As you probably have noticed, Monday (11/14) and Tuesday (11/15) saw some major email and home directory outages which were caused by the AFS server processes on hfs10, hfs11, and hfs12 hanging.
These two outages has afforded us the opportunity to attempt to catch the software bug in action, and we've boiled it down to a few candidate areas and have initiated discussion about these one the opensafs-devel list. It was comforting to find out that U Michigan is seeing similar problems on one of their servers.
The current theory right now is this: The AFS fileserver process is multi-threaded using POSIX threads (pthreads). Sometimes, these threads need to share data or access some central table of data. To do this, a thread must first "lock" the table (if it isn't already locked by another thread), then do its stuff to it, and then release the lock. This makes it so that another thread just can't alter the table as another one is looking at it. What appears to be happening is called a deadlock, where a thread that has a lock on a table stalls and ultimately never releases that lock. The other threads that need to also access this table can't do anything until that lock is released by the stalled thread, which of course never happens... so everything grinds to a halt. No thread can do anything because the thread holding the lock has tarded out.

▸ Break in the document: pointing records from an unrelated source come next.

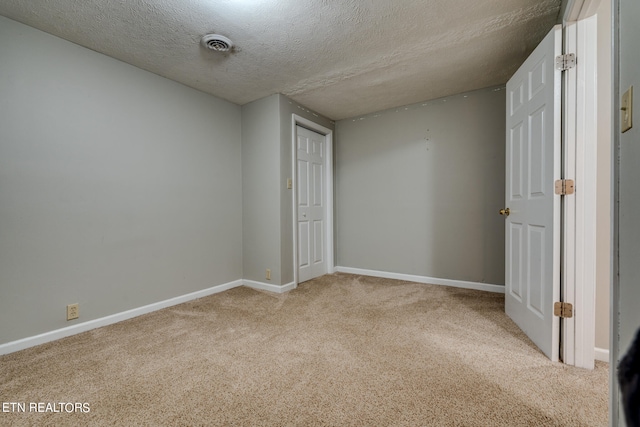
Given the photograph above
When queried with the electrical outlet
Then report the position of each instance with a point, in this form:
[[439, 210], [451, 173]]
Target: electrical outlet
[[73, 311]]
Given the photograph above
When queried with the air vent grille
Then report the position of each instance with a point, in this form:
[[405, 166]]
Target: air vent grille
[[217, 42]]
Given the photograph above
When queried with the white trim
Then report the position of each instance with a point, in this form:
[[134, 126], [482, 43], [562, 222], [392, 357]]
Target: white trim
[[328, 133], [579, 221], [278, 289], [580, 9], [424, 279], [57, 334], [601, 354], [586, 157], [568, 230]]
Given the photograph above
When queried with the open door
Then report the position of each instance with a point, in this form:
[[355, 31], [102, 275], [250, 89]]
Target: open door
[[532, 210]]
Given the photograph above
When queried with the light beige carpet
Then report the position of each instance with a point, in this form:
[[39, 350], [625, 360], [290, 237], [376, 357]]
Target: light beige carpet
[[339, 350]]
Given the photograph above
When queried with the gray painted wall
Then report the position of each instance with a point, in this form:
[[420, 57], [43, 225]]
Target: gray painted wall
[[118, 188], [626, 315], [267, 203], [418, 189], [260, 190]]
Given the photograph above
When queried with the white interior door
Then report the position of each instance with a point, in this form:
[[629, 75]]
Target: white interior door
[[532, 265], [311, 168]]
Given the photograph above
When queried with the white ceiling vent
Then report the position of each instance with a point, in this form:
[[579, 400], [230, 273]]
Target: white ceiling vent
[[216, 42]]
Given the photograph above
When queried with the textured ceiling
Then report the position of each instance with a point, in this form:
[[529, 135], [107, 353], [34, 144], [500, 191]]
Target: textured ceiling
[[342, 58]]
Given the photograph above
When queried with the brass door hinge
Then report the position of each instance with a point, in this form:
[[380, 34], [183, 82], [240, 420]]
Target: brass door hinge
[[566, 61], [563, 309], [565, 187]]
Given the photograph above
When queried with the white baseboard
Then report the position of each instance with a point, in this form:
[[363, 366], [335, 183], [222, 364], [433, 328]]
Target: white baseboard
[[601, 354], [278, 289], [423, 279], [57, 334]]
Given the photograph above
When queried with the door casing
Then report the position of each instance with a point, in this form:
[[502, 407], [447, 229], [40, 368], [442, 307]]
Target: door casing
[[297, 120], [579, 163]]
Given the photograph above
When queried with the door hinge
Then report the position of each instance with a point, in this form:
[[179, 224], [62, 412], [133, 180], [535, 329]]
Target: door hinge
[[563, 309], [565, 187], [566, 61]]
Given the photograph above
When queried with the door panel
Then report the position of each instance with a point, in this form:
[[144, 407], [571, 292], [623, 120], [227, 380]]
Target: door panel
[[532, 275], [311, 204]]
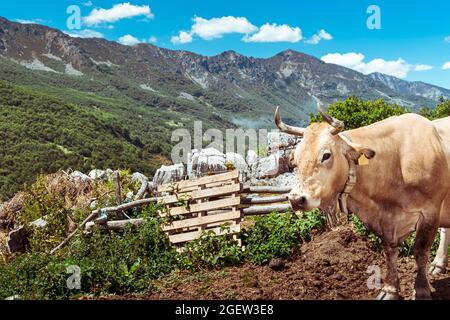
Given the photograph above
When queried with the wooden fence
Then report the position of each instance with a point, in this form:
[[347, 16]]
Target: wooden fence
[[204, 204]]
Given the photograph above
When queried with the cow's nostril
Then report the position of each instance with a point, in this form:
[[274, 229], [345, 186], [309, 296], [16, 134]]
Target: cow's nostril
[[302, 201]]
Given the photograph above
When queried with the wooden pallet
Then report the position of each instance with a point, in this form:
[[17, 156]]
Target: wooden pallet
[[203, 204]]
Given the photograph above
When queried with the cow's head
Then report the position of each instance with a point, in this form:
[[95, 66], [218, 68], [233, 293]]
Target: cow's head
[[322, 160]]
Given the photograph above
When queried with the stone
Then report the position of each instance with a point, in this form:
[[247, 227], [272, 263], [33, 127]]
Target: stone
[[252, 157], [79, 176], [168, 174], [275, 139], [269, 167], [139, 177], [97, 174], [205, 162], [237, 160]]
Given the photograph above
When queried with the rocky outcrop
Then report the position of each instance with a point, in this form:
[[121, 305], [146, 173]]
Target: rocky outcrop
[[167, 174], [270, 166], [206, 161]]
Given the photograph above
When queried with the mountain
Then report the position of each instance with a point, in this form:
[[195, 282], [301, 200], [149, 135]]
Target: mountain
[[137, 95], [242, 90]]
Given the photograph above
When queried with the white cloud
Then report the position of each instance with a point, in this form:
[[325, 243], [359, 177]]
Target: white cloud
[[275, 33], [117, 12], [321, 35], [86, 33], [422, 67], [129, 40], [216, 27], [398, 68], [30, 21], [183, 37]]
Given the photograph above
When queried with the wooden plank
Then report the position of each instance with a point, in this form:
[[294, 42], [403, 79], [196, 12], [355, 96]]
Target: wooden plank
[[264, 200], [256, 210], [180, 185], [206, 206], [266, 189], [201, 194], [205, 220], [184, 237]]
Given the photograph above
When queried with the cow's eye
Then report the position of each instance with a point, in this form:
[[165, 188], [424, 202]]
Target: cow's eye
[[326, 156]]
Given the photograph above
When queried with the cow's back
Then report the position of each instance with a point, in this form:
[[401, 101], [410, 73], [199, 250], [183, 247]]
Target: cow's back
[[443, 127]]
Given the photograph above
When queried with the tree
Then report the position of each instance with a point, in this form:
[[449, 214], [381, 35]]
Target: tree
[[355, 112]]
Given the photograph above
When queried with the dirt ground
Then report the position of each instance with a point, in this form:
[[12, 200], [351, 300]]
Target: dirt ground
[[332, 266]]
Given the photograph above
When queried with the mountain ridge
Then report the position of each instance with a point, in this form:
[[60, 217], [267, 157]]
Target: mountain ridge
[[249, 86]]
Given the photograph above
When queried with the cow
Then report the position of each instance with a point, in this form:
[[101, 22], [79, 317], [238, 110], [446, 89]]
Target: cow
[[440, 262], [393, 175]]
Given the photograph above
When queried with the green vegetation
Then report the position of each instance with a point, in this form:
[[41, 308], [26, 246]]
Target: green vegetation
[[357, 113], [277, 235], [129, 260]]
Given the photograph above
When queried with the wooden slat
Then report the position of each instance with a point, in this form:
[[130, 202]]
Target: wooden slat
[[266, 189], [206, 206], [202, 194], [264, 200], [184, 237], [205, 220], [180, 185], [255, 210]]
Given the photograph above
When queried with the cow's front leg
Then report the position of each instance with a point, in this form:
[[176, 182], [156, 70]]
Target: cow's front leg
[[426, 231], [391, 288], [440, 262]]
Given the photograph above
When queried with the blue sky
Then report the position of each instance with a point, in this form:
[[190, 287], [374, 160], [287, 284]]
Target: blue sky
[[413, 42]]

The goal right now is to find which table or shared memory space is being locked and never unlocked... and why. We've put some extra debugging code into the areas of the code which we believe is stalling, but unfortunately this means we're going to have to have another crash to get any meaningful telemetry from this. With luck, that one crash would be the last one as we would then have the info necessary to fix the problem properly. Stay tuned...